When a computing device is described as performing an action or method step, it is understood that the one or more computing devices are operable to or configured to perform the action or method step typically by executing one or more lines of source code. The actions or method steps can be encoded onto non-transitory memory (e.g., hard drives, optical drives, flash drives, and the like).

In an embodiment, a federated learning environment that is used in a federated learning marketplace is provided. In a federated learning environment, N clients (e.g., institutions, sites, learners, parties, silos) jointly train machine learning and deep learning models without sharing their local private datasets. Clients only share their locally trained model parameters (local model) with a central coordinator (federation controller). The coordinator is responsible to orchestrate the execution of the federated environment, aggregate the local models and compute the new global model (community model). This process repeats for a number of synchronization periods (federation rounds) or asynchronously till specific convergence criteria are met.

Referring to FIG. 1, federated learning environment 10 includes a central coordinator 12 that is responsible to orchestrate execution of the federated learning environment, and a plurality of clients 14ⁱ(e.g., institutions) that jointly train machine learning and deep learning models (i.e., federated models) on client computing devices without sharing their local private datasets. Parameter i is a positive integer label for each client which runs from 1 to N where N is the total number of clients. In a variation, N is at least 2, 3, 5, 10, or 100. In a refinement, N is from 2 to 1000 or more. In this context, “machine learning and deep learning models” refers to algorithms that are designed to automatically learn from data and make predictions or decisions based on that learning. These models are created by training them on a dataset, and then fine-tuning them to optimize their performance. Examples of machine learning and deep learning models include, but are not limited to, convolutional neural networks, recurrent neural networks, generative adversarial networks, support vector machines, linear regression, logistic regression, decision trees, random forests, and other machine learning algorithms. Typically, each client computing device operates on the same machine learning and deep learning model. In the case of neural networks, clients 14ⁱcan use Stochastic Gradient Descent (SGD) to optimize its local objective on its local dataset. The clients only share their locally trained model parameters with the central coordinator 12. Examples of model parameters for neural network include weights and biases are adjusted during the training process typically by backpropagation. Clients that train models are referred to as model owners. Another set of clients that used trained models are referred to as model consumers.

In another aspect, the coordinator computing device is configured to aggregate the local models and compute the new global model. In this regard, the central coordinator 12 aggregates local models and computes a new (i.e., updated) global model. In a refinement, a global objective function is calculated as a simple average or a weighted average of a local objective function for each client N. For example, a weighted average can weight each local model based on (i.e., proportional to) the number of training examples it was trained on. For neural networks, examples of objective functions include a loss function, cost function, or error function.

The updated parameters for the global model can then be passed to the clients for further optimization. For example, the process repeats for a number of synchronization periods or asynchronously until specific convergence criteria are met. In this context, convergence criteria refer to the conditions under which a machine learning or deep learning algorithm is considered to have “converged” or reached its optimal performance.

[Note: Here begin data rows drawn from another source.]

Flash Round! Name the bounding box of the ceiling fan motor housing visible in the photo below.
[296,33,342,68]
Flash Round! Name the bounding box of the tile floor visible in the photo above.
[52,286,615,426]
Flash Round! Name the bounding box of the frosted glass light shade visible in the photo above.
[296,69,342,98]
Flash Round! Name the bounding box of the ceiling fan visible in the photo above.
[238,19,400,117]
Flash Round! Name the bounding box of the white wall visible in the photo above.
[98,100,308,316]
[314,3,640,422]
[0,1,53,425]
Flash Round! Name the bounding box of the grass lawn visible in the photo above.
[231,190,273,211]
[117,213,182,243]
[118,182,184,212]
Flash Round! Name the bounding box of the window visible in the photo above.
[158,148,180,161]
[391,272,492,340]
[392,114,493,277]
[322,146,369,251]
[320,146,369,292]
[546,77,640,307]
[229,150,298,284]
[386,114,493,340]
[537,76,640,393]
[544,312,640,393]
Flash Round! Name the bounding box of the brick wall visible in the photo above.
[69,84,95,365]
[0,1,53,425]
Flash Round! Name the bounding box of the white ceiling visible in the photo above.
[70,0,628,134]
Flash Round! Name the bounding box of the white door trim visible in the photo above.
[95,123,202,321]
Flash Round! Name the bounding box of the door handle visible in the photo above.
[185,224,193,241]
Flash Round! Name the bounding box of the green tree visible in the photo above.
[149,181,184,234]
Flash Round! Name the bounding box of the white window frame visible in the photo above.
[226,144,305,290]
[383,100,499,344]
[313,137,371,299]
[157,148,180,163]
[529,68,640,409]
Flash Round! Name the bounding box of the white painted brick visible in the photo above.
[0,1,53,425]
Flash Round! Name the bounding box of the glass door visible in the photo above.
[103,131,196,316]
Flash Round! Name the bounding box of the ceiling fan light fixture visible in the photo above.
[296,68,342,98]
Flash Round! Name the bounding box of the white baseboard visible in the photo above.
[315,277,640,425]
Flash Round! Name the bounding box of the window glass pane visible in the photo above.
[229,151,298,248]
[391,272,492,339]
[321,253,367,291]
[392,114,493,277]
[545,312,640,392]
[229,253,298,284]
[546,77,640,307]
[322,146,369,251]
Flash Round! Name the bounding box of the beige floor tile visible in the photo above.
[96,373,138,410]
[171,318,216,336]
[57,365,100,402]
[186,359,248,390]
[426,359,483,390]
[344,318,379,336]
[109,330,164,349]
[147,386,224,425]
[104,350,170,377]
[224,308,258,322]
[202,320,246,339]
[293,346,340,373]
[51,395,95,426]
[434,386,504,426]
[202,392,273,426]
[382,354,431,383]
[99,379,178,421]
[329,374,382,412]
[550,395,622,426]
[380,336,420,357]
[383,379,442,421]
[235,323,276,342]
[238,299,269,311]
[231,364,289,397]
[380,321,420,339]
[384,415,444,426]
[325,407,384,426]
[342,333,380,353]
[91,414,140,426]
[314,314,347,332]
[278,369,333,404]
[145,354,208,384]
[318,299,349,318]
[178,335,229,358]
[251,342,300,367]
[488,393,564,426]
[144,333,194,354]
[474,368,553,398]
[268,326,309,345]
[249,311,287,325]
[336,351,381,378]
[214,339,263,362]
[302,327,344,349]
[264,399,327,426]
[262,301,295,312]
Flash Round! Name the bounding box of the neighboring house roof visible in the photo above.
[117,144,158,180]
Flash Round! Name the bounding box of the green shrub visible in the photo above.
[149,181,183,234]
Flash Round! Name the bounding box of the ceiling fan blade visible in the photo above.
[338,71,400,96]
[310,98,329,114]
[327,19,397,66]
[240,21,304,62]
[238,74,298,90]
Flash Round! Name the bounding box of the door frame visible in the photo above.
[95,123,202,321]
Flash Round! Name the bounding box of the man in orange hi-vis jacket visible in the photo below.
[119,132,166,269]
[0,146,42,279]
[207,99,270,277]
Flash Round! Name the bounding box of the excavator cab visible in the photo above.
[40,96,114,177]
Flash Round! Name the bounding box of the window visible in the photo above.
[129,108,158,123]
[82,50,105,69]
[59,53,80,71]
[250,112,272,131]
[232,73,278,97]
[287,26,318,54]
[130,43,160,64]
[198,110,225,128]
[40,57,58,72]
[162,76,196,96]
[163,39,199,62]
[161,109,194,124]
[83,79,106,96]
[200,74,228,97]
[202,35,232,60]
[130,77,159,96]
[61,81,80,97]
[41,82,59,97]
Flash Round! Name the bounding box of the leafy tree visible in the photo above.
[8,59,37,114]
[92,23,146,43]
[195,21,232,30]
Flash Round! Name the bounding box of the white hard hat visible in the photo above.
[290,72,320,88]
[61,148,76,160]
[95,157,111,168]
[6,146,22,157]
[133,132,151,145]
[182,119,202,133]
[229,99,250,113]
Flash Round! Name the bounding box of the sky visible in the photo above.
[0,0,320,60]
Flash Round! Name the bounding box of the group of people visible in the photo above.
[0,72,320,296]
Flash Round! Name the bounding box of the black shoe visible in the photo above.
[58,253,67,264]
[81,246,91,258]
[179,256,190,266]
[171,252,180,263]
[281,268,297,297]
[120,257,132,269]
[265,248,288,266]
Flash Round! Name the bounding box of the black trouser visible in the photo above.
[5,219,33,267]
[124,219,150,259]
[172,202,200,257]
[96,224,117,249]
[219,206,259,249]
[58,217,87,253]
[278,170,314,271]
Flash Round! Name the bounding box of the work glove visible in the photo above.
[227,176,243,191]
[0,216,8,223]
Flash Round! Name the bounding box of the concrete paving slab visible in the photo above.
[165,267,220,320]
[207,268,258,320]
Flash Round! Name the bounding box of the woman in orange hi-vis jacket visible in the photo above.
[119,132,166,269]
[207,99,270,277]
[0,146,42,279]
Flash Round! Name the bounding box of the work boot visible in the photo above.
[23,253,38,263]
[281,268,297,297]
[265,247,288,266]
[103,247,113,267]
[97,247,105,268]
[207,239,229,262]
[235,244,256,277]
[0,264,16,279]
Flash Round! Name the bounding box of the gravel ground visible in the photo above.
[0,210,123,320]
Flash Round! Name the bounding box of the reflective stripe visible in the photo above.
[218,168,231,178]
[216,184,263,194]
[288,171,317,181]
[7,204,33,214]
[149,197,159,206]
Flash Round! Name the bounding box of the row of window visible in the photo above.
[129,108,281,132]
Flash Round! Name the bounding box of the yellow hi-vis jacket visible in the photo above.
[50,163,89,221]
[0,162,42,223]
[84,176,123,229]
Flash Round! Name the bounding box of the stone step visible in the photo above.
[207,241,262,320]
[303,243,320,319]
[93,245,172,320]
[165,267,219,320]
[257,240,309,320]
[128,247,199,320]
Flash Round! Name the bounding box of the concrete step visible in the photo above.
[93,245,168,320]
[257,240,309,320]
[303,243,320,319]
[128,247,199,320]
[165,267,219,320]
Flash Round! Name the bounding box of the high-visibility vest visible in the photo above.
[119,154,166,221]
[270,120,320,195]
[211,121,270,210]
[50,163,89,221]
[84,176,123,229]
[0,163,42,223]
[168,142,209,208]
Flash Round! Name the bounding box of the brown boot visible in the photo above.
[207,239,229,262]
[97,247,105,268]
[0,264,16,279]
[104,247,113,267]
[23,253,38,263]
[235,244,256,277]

For example, convergence occurs when the model has learned all the relevant patterns and relationships in the training data, and can no longer improve its performance on the validation or test data. Convergence criteria assist to prevent overfitting. Examples of convergence criteria include loss function and validation accuracy. The loss function measures how well the model is able to predict the output for a given input. Convergence is achieved when the loss function reaches a minimum value or plateaus. The validation accuracy measures how well the model is able to generalize to new, unseen data. In a refinement, convergence is achieved when the validation accuracy reaches a plateau or no longer improves. In a refinement, early stopping can be used to prevent over—fitting by stopping the training process before the model has fully converged. In a further refinement, early stopping is triggered when the validation accuracy or loss function does not improve after a certain number of epochs.

To prevent undesired disclosure of the models to parties outside of the federation, the locally-trained machine learning model of each site is encrypted before transmission to the coordinator. The coordinator aggregates these encrypted site models in encrypted space using secure aggregation methods, such as fully homomorphic encryption, masking, or other methods of secure aggregation.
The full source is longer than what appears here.